Despite all things that seem to be unique from language to language, we seem to have roughly the same thoughts across cultures. Languages are just one way of conveying information. Notations for mathematics are another example. If you didn’t have a decimal notation, doing math or arithmetic could prove to be a lot tougher. It’s just like finding the right words to express a thought. It’s not the language that fixes the boundaries. Thoughts, therefore, don’t seem to be the primary purpose of language.
So why do languages produce certain patterns and not others? The authors suggest it has to do with the constraints of our human body and the way our brains function. The patterns or absence of them are derived from a suite of other more general skills that are not necessarily dedicated to language.
We know writing systems have lots of constraints as well. You could use all kinds of crazy ways to design writing that could take on any form to convey information. Nevertheless, we tend to use nice natural strokes, and quite often alphabets. The claim that this is the product of some innate writing instinct falls flat, however, considering the fact that writing’s only been around for a few thousand years or so.
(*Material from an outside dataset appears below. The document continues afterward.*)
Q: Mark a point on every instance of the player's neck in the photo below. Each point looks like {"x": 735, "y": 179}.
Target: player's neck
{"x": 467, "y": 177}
Morten Christiansen believes that the challenge of language acquisition is practical, rather than theoretical. Often viewed in the past as a problem of inference in which we try to piece together the abstract grammar from incomplete input, people acquire language by practicing across a myriad of social interactions and playing linguistic charades. He concludes that it might best be construed as skill learning, in a very similar way to learning other complex human skills such as riding a bicycle or playing a musical instrument.
The Language Game is a wonderful book that aims to make the academic accessible to the general reader. It explains how language works, answers why we have it, why animals communicate through different systems, and many other questions. It introduces the concept of language as charades, and the authors hope it will inspire people to pursue a career within the language sciences. If you are interested in languages, you will love reading The Language Game.
Stefan Huyghe is a globalization consultant, language-industry writer, and vice president of operations at Communicaid Language Solutions.